Bassine baptismale en cuivre

Marmite en cuivre, au bord du couvercle en laiton, réalisée entre 1860 et 1921 dans les ateliers du potier d’étain Deriveau à Paris. Elle a été transformée vers 1968 en réserve à eau baptismale à l’initiative du Révérend Père Henry Delpierre, par l’adjonction d’une croix en fer forgé.

Fonts baptismaux amovibles

Ces fonts baptismaux comportent une cuve en inox surmonté d’un couvercle en cuivre repoussé. Le tout repose sur un piétement en laiton. Ils ont été offerts par des paroissiens au début des années 2000.

CATHÈDRE, STATUES DE ST JEAN et STE MARIE-MADELEINE

STATUES DE ST PAUL et ST BENOÎT

HISTORIQUE

Jusqu’à la fin des années 1970,  le chœur de l’église était orné de deux statues, représentant Saint Jean et Sainte Marie-Madeleine,  et qui encadraient la cathèdre, don de paroissiens au curé de l’époque, le révérend Père Henry Delpierre.

L’origine de ces statues reste inconnue. Ce qui est sûr, c’est qu’elles ornaient en 1954 l’ancien Maître-Autel de l’église, mais des clichés plus anciens montrent qu’elles ne s’y trouvaient pas à l’origine. Lors de travaux de modernisation de l’espace liturgique en 1957/1958, à l’initiative Révérend Père Henry Delpierre (qui fut un temps moine bénédictin à l’abbaye Saint-Paul de Wisques, près de Saint-Omer), les anciens autels sont retirés et remplacés par d’autres, modernes. C’est à ce moment-là que les statues sont placées au fond du chœur, sur deux socles, de part et d’autre de la cathèdre.

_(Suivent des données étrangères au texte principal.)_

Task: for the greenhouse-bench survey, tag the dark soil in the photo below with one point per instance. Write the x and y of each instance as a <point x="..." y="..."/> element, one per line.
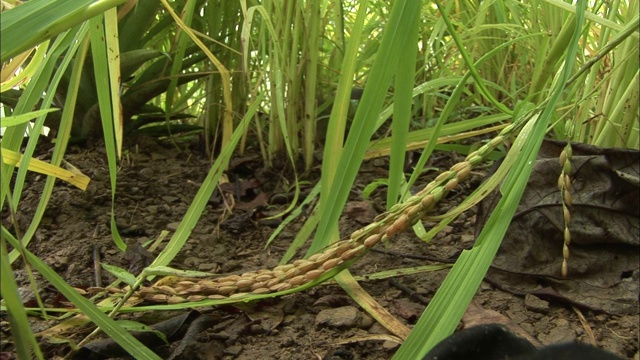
<point x="156" y="184"/>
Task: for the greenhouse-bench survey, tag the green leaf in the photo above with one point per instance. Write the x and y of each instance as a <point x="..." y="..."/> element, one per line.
<point x="120" y="273"/>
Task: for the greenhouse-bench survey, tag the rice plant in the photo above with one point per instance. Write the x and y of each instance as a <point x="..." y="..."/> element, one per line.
<point x="270" y="73"/>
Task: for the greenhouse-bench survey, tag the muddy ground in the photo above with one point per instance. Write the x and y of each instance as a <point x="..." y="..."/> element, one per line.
<point x="156" y="184"/>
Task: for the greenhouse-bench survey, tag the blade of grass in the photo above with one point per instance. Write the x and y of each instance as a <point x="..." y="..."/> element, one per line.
<point x="108" y="325"/>
<point x="20" y="327"/>
<point x="450" y="302"/>
<point x="107" y="102"/>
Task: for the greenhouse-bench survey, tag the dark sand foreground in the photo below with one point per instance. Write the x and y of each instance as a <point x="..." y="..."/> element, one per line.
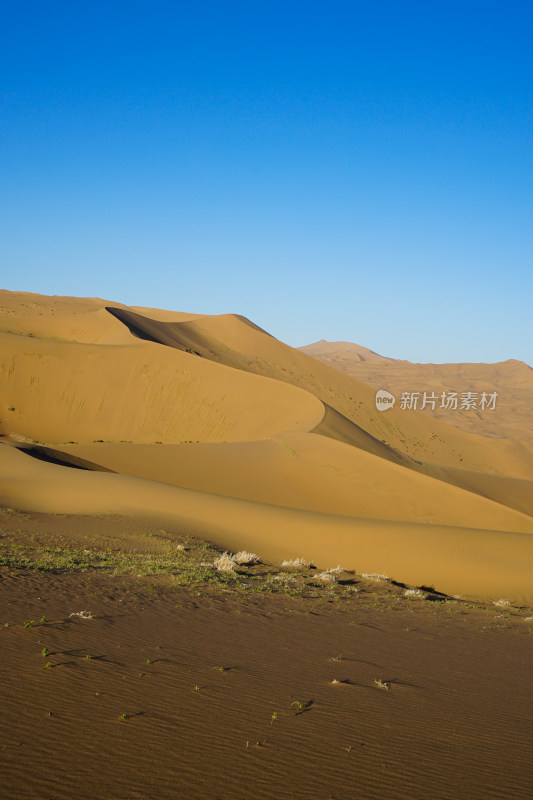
<point x="202" y="690"/>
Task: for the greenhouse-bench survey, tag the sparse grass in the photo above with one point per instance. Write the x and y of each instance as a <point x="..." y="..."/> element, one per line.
<point x="415" y="593"/>
<point x="297" y="563"/>
<point x="224" y="563"/>
<point x="82" y="614"/>
<point x="243" y="558"/>
<point x="326" y="577"/>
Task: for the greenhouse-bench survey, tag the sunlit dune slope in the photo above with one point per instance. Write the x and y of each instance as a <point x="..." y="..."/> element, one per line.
<point x="480" y="563"/>
<point x="57" y="392"/>
<point x="307" y="471"/>
<point x="236" y="342"/>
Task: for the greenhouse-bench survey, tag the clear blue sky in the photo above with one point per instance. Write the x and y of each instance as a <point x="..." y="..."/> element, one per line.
<point x="340" y="170"/>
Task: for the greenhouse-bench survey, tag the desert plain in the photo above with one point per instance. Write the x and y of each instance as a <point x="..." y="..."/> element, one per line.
<point x="224" y="573"/>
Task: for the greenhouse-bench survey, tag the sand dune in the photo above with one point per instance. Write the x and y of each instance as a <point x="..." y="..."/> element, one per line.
<point x="250" y="443"/>
<point x="306" y="471"/>
<point x="490" y="563"/>
<point x="512" y="380"/>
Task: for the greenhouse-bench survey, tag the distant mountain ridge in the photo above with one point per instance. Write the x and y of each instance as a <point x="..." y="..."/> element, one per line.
<point x="512" y="417"/>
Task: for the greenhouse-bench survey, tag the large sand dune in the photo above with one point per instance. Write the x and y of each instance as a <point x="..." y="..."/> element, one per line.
<point x="246" y="441"/>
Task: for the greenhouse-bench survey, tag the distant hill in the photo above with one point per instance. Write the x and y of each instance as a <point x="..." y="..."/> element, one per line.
<point x="512" y="417"/>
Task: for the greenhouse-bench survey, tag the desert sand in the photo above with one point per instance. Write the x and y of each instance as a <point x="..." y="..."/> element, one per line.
<point x="136" y="445"/>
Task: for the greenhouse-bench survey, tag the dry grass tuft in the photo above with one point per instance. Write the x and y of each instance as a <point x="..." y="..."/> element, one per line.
<point x="326" y="577"/>
<point x="414" y="593"/>
<point x="246" y="559"/>
<point x="224" y="563"/>
<point x="298" y="563"/>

Des photos prouvent que les 2 statues étaient toujours en place en 1977, et qu’en 1981, elles avaient disparues. Deux statues, en terre cuite, représentant Saint Paul et Saint Benoît, provenant des ateliers des moines de l’Abbaye de Wisques, les ont, pendant un temps, remplacées. Plusieurs sources ont expliqué que la statue de Sainte Marie-Madeleine avait été dérobée et que celle de Saint Jean avait été confiée au Père Abbé de l’époque de l’abbaye de Wisques, sans doute pour la mettre à l’abri.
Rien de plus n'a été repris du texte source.